Eu sofro de um grande mal – na verdade, vários. Abandono coisas pela metade diante do sentimento de opressão da vida. Sabe aquela cena de “A estranha família de Igby” em que um personagem (era o Bill Pullman?) dizia “sometimes I feel this huge pressure over me”? A vida vai assoberbando a gente, a gente quer fazer as coisas, a gente não dá conta das coisas, a gente chafurda em angústia e em sorvete porque as coisas não andam.

Mas a gente tem que fazer as coisas andarem. Então, sem pressão, tá? Que não lido bem com isso. Uma coisa de cada vez.

E para ninguém dizer que esse foi um texto irrelevante, sem função na sociedade, na internet ou no mundo, deixo um link com afeto: boa matéria do Guardian explicando porque todas as séries que foram apontadas como “o novo ‘Lost’” não deram certo. Aqui, ó. 

Área de interesse: pessoas

Dia desses tive que responder um questionário no local de trabalho, a título de auto-avaliação da minha performance enquanto funcionária da empresa.

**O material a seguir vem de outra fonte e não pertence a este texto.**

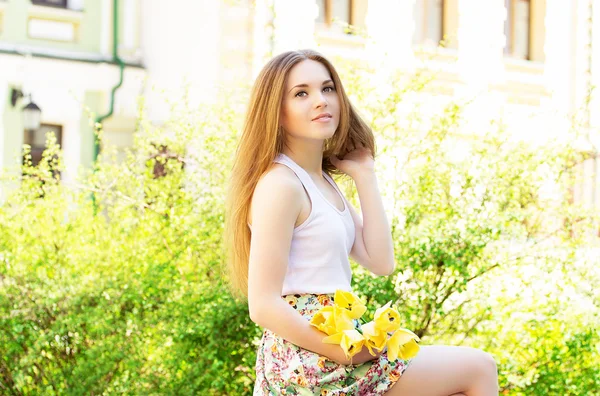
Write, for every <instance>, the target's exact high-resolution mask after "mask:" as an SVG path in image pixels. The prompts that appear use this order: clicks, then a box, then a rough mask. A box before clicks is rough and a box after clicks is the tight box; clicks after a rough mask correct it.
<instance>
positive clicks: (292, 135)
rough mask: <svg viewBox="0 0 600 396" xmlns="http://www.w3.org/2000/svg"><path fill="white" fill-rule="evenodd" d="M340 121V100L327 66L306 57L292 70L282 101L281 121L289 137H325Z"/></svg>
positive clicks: (335, 127)
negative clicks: (338, 97) (313, 60)
mask: <svg viewBox="0 0 600 396" xmlns="http://www.w3.org/2000/svg"><path fill="white" fill-rule="evenodd" d="M339 122H340V100H339V98H338V95H337V92H336V88H335V86H334V83H333V80H332V79H331V76H330V74H329V71H328V70H327V68H326V67H325V66H324V65H323V64H321V63H320V62H316V61H313V60H304V61H302V62H300V63H298V64H296V65H295V66H294V67H292V69H291V70H290V73H289V75H288V78H287V82H286V86H285V87H284V92H283V100H282V103H281V125H282V126H283V129H284V131H285V134H286V135H287V136H288V138H289V137H295V138H301V139H319V140H324V139H327V138H330V137H332V136H333V135H334V133H335V130H336V129H337V127H338V124H339Z"/></svg>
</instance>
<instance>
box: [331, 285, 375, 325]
mask: <svg viewBox="0 0 600 396" xmlns="http://www.w3.org/2000/svg"><path fill="white" fill-rule="evenodd" d="M334 301H335V305H336V306H337V307H340V308H344V309H346V310H348V312H350V317H351V318H352V319H358V318H360V317H361V316H362V315H363V314H364V313H365V312H366V311H367V307H366V306H365V304H364V303H363V302H362V301H361V300H360V299H359V298H358V297H357V296H355V295H354V294H352V293H351V292H347V291H343V290H336V292H335V296H334Z"/></svg>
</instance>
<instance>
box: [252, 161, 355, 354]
mask: <svg viewBox="0 0 600 396" xmlns="http://www.w3.org/2000/svg"><path fill="white" fill-rule="evenodd" d="M302 194H304V188H303V187H302V184H301V183H300V181H299V180H298V179H297V178H296V176H295V175H294V173H293V172H292V171H291V170H289V169H287V168H283V167H275V168H274V169H272V170H271V171H269V172H268V173H267V174H266V175H265V176H264V177H263V178H261V179H260V180H259V182H258V184H257V186H256V188H255V190H254V194H253V197H252V210H251V213H252V219H251V223H252V237H251V242H250V258H249V269H248V306H249V310H250V318H251V319H252V321H253V322H255V323H256V324H258V325H259V326H261V327H264V328H266V329H269V330H271V331H272V332H274V333H275V334H277V335H279V336H280V337H282V338H283V339H285V340H287V341H289V342H291V343H293V344H295V345H298V346H300V347H302V348H304V349H308V350H310V351H313V352H316V353H318V354H320V355H323V356H326V357H327V358H329V359H331V360H333V361H336V362H338V363H342V364H349V361H348V360H347V359H346V358H345V356H344V354H343V352H342V350H341V348H340V347H339V345H331V344H325V343H323V338H325V336H326V335H325V334H324V333H322V332H320V331H319V330H317V329H316V328H314V327H313V326H311V325H310V324H309V322H308V320H306V319H305V318H304V317H302V315H300V314H299V313H298V312H296V310H295V309H294V308H292V307H291V306H290V305H289V304H287V303H286V302H285V301H284V300H283V299H282V298H281V289H282V287H283V280H284V277H285V273H286V270H287V266H288V257H289V252H290V247H291V243H292V234H293V230H294V225H295V223H296V219H297V217H298V215H299V213H300V210H301V208H302ZM353 360H354V363H355V364H356V363H357V359H356V358H355V359H353Z"/></svg>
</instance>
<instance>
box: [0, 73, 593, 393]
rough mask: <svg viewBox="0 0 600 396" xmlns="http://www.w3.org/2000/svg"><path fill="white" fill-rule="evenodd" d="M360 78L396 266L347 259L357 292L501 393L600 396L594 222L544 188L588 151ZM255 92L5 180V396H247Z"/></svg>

Acho todos esses mecanismos superdemocráticos até o momento em que a pessoa encarregada da avaliação externa derruba sua imagem de si mesmo e diz que não, naquele item que você se achava o máximo, sabe? Não é bem por aí. Ops.

Isso raramente acontece comigo porque tendo a me achar o mínimo em vez do máximo – quer dizer, depois de anos trabalhando isso na minha cabeça pelo menos cheguei a algo no meio-termo, o que sempre ajuda a evitar frustrações como essa. “Como assim não sou uma pessoa inovadora?”. Esse tipo de situação poucas vezes me pega de surpresa, normalmente imagino o “nossa, nego realmente acha que sou melhor do que eu sou, que loucura”. E assim seguimos bem, amigo-irmão caminhoneiro.

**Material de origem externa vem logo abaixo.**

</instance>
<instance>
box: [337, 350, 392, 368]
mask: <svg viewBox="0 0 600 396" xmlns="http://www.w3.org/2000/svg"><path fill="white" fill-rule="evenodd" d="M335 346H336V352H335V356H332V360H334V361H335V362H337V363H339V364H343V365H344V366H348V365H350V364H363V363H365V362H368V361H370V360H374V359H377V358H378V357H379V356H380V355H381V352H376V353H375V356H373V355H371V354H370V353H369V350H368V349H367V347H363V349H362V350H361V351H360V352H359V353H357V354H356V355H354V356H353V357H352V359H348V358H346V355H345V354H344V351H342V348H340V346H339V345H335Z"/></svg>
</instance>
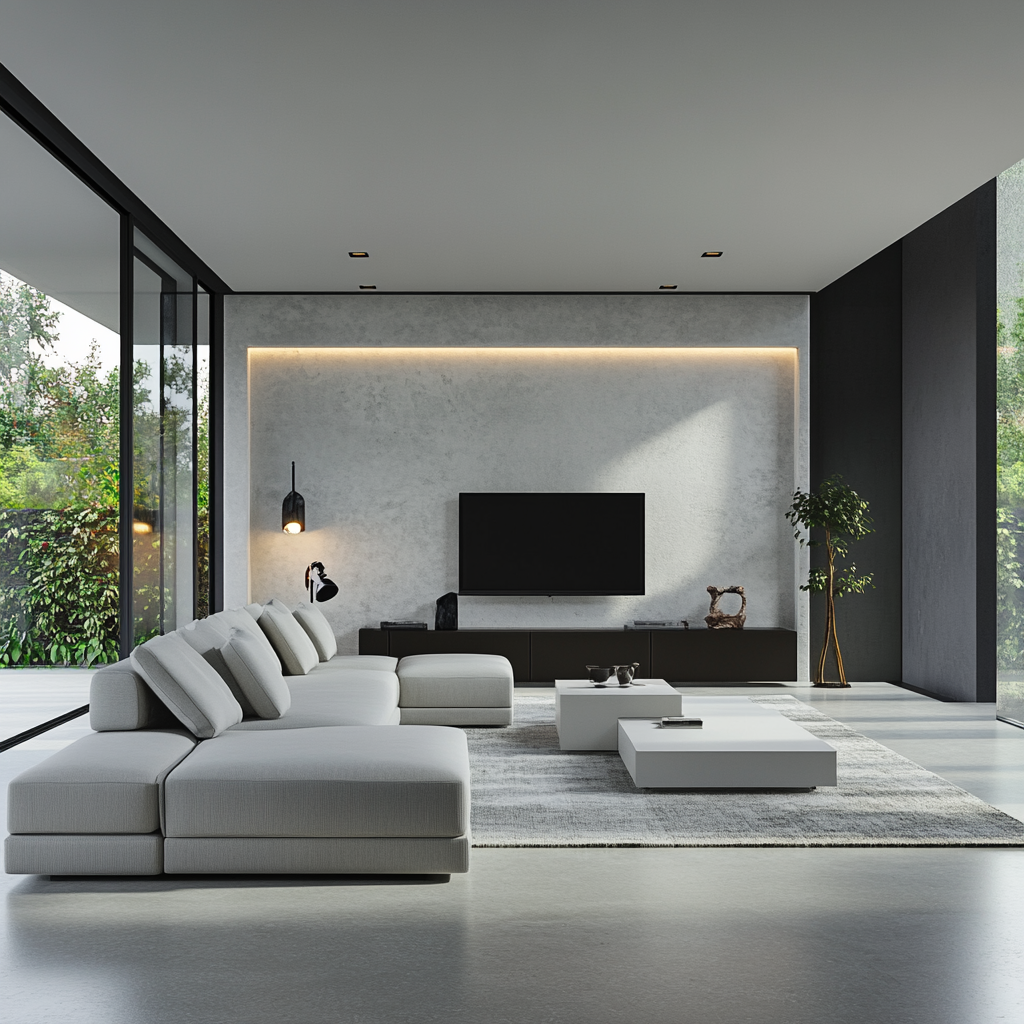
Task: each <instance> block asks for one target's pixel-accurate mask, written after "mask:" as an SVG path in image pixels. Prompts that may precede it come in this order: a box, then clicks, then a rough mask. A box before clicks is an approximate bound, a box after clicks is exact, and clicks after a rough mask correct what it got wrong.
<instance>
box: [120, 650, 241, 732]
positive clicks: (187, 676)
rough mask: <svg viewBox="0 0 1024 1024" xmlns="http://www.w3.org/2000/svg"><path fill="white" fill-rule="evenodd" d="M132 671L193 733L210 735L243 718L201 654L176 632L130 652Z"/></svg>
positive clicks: (239, 711)
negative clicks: (189, 645) (182, 638)
mask: <svg viewBox="0 0 1024 1024" xmlns="http://www.w3.org/2000/svg"><path fill="white" fill-rule="evenodd" d="M131 664H132V665H133V666H134V667H135V671H136V672H137V673H138V674H139V675H140V676H141V677H142V678H143V679H144V680H145V681H146V682H147V683H148V684H150V688H151V689H152V690H153V691H154V692H155V693H156V694H157V696H159V697H160V699H161V700H163V701H164V703H165V705H167V707H168V708H170V710H171V711H172V712H173V713H174V716H175V718H177V719H178V721H179V722H181V724H182V725H184V726H185V728H186V729H188V730H189V731H190V732H191V733H193V734H194V735H196V736H198V737H199V738H200V739H212V738H213V737H214V736H219V735H220V733H222V732H223V731H224V729H227V728H229V727H230V726H232V725H238V724H239V722H241V721H242V708H241V707H240V705H239V702H238V700H236V699H234V697H233V696H232V695H231V691H230V690H229V689H228V687H227V683H225V682H224V680H223V679H221V678H220V676H218V675H217V673H216V672H215V671H214V670H213V669H212V668H211V667H210V666H209V665H208V664H207V662H206V659H205V658H204V657H203V655H202V654H200V653H198V652H197V651H195V650H193V648H191V647H190V646H189V645H188V644H187V643H186V642H185V641H184V640H182V639H181V637H179V636H178V635H177V634H176V633H168V634H167V636H162V637H154V638H153V639H152V640H147V641H146V642H145V643H144V644H142V646H141V647H136V648H135V649H134V650H133V651H132V652H131Z"/></svg>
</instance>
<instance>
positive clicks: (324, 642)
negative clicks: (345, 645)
mask: <svg viewBox="0 0 1024 1024" xmlns="http://www.w3.org/2000/svg"><path fill="white" fill-rule="evenodd" d="M292 614H293V615H294V616H295V620H296V622H297V623H298V624H299V625H300V626H301V627H302V628H303V629H304V630H305V631H306V636H308V637H309V639H310V640H311V641H312V643H313V646H314V647H315V648H316V655H317V657H319V659H321V660H322V662H330V660H331V658H332V657H334V655H335V654H337V653H338V639H337V637H335V635H334V630H333V629H332V628H331V624H330V623H329V622H328V621H327V615H325V614H324V612H323V611H321V609H319V608H317V607H316V605H315V604H300V605H299V606H298V607H297V608H296V609H295V610H294V611H293V612H292Z"/></svg>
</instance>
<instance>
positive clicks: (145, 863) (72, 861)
mask: <svg viewBox="0 0 1024 1024" xmlns="http://www.w3.org/2000/svg"><path fill="white" fill-rule="evenodd" d="M4 865H5V867H6V869H7V873H8V874H160V872H161V871H162V870H163V869H164V837H163V836H161V834H160V833H151V834H150V835H147V836H8V837H7V839H6V840H5V842H4Z"/></svg>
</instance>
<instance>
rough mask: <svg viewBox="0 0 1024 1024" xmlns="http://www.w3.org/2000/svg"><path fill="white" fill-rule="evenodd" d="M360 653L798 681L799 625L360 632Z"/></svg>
mask: <svg viewBox="0 0 1024 1024" xmlns="http://www.w3.org/2000/svg"><path fill="white" fill-rule="evenodd" d="M359 653H360V654H390V655H391V656H392V657H406V656H407V655H409V654H504V655H505V657H507V658H508V659H509V660H510V662H511V663H512V671H513V672H514V673H515V681H516V682H517V683H520V684H522V685H524V686H553V685H554V681H555V680H556V679H582V678H584V677H585V676H586V669H585V666H587V665H627V664H631V663H633V662H639V663H640V671H639V673H638V675H639V676H640V677H641V678H644V677H646V678H653V679H665V680H667V681H668V682H670V683H744V682H752V681H754V682H783V683H792V682H795V681H796V679H797V634H796V632H795V631H794V630H782V629H743V630H486V629H481V630H472V629H471V630H452V631H451V632H446V631H439V630H373V629H366V630H359Z"/></svg>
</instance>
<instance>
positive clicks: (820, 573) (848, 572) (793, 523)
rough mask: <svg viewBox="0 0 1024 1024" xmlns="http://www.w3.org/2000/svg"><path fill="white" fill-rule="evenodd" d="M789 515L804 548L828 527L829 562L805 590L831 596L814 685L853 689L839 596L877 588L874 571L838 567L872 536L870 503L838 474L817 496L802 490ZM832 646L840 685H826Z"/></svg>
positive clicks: (825, 612)
mask: <svg viewBox="0 0 1024 1024" xmlns="http://www.w3.org/2000/svg"><path fill="white" fill-rule="evenodd" d="M785 517H786V519H788V520H790V522H792V523H793V525H794V526H795V527H796V531H795V532H794V535H793V536H794V538H796V540H798V541H799V542H800V544H801V547H803V546H804V545H805V544H806V545H807V546H808V547H817V546H819V545H820V544H821V543H822V542H821V541H814V540H811V539H810V535H811V530H812V529H823V530H824V535H825V537H824V546H825V564H824V565H821V566H817V567H816V568H812V569H811V570H810V572H809V573H808V577H807V584H806V585H805V586H803V587H801V588H800V589H801V590H806V591H810V592H811V593H823V594H824V595H825V636H824V641H823V642H822V644H821V653H820V654H819V655H818V660H817V665H816V666H815V669H814V685H815V686H849V685H850V684H849V683H848V682H847V681H846V670H845V668H844V667H843V654H842V653H841V651H840V647H839V637H838V635H837V633H836V598H837V597H842V596H843V595H844V594H863V592H864V589H865V588H866V587H873V586H874V585H873V584H872V583H871V577H872V573H870V572H868V573H867V574H866V575H857V566H856V565H854V564H853V563H852V562H851V563H850V564H849V565H848V566H847V565H841V566H839V567H838V568H837V565H836V559H837V558H840V559H842V560H845V559H846V558H847V556H848V555H849V551H850V545H851V544H852V543H853V542H854V541H859V540H860V539H861V538H862V537H865V536H866V535H867V534H870V532H871V527H870V523H871V519H870V517H869V516H868V514H867V502H865V501H864V500H863V499H862V498H861V497H860V495H858V494H857V492H856V490H854V489H853V487H851V486H850V485H849V484H846V483H844V482H843V477H842V476H840V475H839V473H836V474H834V475H833V476H829V477H828V479H827V480H822V481H821V484H820V486H819V487H818V489H817V493H816V494H814V493H812V494H805V493H804V492H803V490H801V489H800V488H799V487H798V488H797V490H796V493H795V494H794V496H793V505H792V506H791V507H790V511H788V512H786V513H785ZM801 527H803V529H806V530H807V537H804V535H803V532H802V530H801ZM829 647H831V648H833V651H834V653H835V658H836V669H837V671H838V673H839V682H831V681H828V682H826V681H825V671H826V668H825V666H826V660H827V657H828V648H829Z"/></svg>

Enfim, digressionei bonito aqui. Voltando: estava respondendo o tal formulário quando me veio a pergunta “Área de interesse:”. Assim, sem nem se anunciar como pergunta, sem aquele ponto de interrogação simpático que já te faz começar a pensar na resposta. Área de interesse: dois pontos.

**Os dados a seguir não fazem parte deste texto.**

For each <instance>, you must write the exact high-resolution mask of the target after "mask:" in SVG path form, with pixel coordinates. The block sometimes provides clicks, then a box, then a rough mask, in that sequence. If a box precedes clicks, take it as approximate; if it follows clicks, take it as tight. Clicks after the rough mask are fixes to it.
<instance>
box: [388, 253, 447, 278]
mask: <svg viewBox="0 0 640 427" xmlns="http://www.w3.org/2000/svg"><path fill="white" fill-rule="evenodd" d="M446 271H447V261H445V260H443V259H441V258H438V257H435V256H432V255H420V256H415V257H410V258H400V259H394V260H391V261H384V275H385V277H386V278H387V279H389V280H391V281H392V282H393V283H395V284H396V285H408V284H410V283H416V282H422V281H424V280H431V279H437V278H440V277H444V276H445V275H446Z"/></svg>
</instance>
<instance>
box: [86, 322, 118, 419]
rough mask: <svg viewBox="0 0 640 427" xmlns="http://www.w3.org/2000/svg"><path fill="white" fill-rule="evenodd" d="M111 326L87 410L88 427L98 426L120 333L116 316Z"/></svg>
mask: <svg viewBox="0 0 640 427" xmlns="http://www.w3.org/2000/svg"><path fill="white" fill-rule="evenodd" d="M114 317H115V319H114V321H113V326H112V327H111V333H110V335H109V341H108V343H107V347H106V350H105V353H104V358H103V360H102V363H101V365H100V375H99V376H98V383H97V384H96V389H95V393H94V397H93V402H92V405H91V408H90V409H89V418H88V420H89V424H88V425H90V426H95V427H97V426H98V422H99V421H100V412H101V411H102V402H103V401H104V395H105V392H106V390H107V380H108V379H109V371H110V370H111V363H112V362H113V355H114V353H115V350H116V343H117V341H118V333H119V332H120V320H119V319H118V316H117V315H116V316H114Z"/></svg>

Qual minha área de interesse?

Tive que dar uma resposta prática, do tipo “editoria x” e “editoria y”. Mas fiquei com isso na cabeça e concluí que meu primeiro impulso ao ser questionada sobre isso novamente seria dizer pessoas.

Área de interesse: pessoas.

O que me interessa: saber que horas a senhorinha da banca de jornais da esquina acorda e começa a trabalhar. Ou por que aquela dona tá ali no bar bebendo cerveja às nove da manhã. Ou por que aquela moça sentada no banco do lado no metrô está chorando. E como aquele senhor ali conseguiu pintar aquela casa sozinho? E aquele ator, será que ele gostou mesmo de fazer aquele papel naquele filme ou foi só por dinheiro? O que aconteceu hoje que te deixou triste? Ou aquele policial ali na rua, como ele já fez amizade com a tiazinha que vende café? Será que o cobrador da van que sabe cantar todas as músicas da Britney Spears conseguiu ir ao show dela dia desses? A caixa do supermercado que foi destratada por um cliente idiota ficou triste? Como aquela dona consegue equilibrar um bolo, uma sacola e ela mesma na garupa daquela moto? E como o autor da novela consegue dar conta de escrever um capítulo e responder o email que mandei com um milhão de perguntas? E como você veio parar aqui? Como o Dan Harmon pensa e escreve um episódio de “Community”? Como aquele homem não tem vergonha de gritar com uma criança na rua? E aquele cara que estava naquela foto da morte do Kadafi, o que será que ele estava pensando naquele momento? O que toda essa gente tem a dizer sobre isso?

Essas coisas me interessam. O resto é formalidade, é só a gaveta onde a gente guarda tudo isso. Quer dizer, eu acho, né. A história das pessoas sempre me pareceu mais importante do que o espaço onde as arquivamos.